The Bigger Picture: De-dollarization and Its Consequences
The ongoing shift away from US assets is not a new development but is being amplified by the current geopolitical and economic climate. As US assets are sold off, investors are less inclined to hoard dollar liquidity, leading to increased volatility. The situation highlights a deeper trend in global finance: a growing lack of trust in the stability of US economic policies, particularly under Trump’s leadership. The consequences of this shift could have far-reaching implications for the global financial system, especially if the de-dollarization trend continues to accelerate.
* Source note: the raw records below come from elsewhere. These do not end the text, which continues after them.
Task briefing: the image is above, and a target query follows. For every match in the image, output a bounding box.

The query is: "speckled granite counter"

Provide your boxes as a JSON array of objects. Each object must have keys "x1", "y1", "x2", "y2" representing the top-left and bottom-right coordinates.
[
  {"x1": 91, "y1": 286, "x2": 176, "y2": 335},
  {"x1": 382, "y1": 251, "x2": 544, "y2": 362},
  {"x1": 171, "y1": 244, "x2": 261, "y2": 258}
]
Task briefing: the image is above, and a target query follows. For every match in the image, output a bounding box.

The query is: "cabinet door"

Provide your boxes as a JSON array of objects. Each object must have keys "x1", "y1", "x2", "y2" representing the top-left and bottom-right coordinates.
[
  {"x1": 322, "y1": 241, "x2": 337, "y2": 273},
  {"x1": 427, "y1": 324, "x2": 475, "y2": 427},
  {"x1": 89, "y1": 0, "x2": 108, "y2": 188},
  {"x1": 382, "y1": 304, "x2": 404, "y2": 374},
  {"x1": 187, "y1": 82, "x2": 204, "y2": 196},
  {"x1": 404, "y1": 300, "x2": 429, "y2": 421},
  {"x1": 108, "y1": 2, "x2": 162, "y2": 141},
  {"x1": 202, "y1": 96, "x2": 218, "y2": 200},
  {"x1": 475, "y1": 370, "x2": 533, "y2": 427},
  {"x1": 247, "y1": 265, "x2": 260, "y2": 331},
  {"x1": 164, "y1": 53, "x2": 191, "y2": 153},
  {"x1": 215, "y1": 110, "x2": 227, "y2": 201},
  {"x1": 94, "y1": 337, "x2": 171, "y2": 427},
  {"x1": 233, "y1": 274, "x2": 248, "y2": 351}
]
Conclusion: What’s Next for US Markets?
While Trump’s moves have had an immediate positive impact on the stock market, they haven’t been enough to assuage concerns in the bond and currency markets. The growing de-dollarization trend suggests that investors may be losing confidence in the long-term stability of US assets. As global investors seek safer alternatives, it remains to be seen how the US financial markets will adapt to these changing dynamics. The ongoing tug-of-war between short-term stock market gains and long-term bond and currency market risks is likely to remain a defining feature of the financial landscape in the months to come.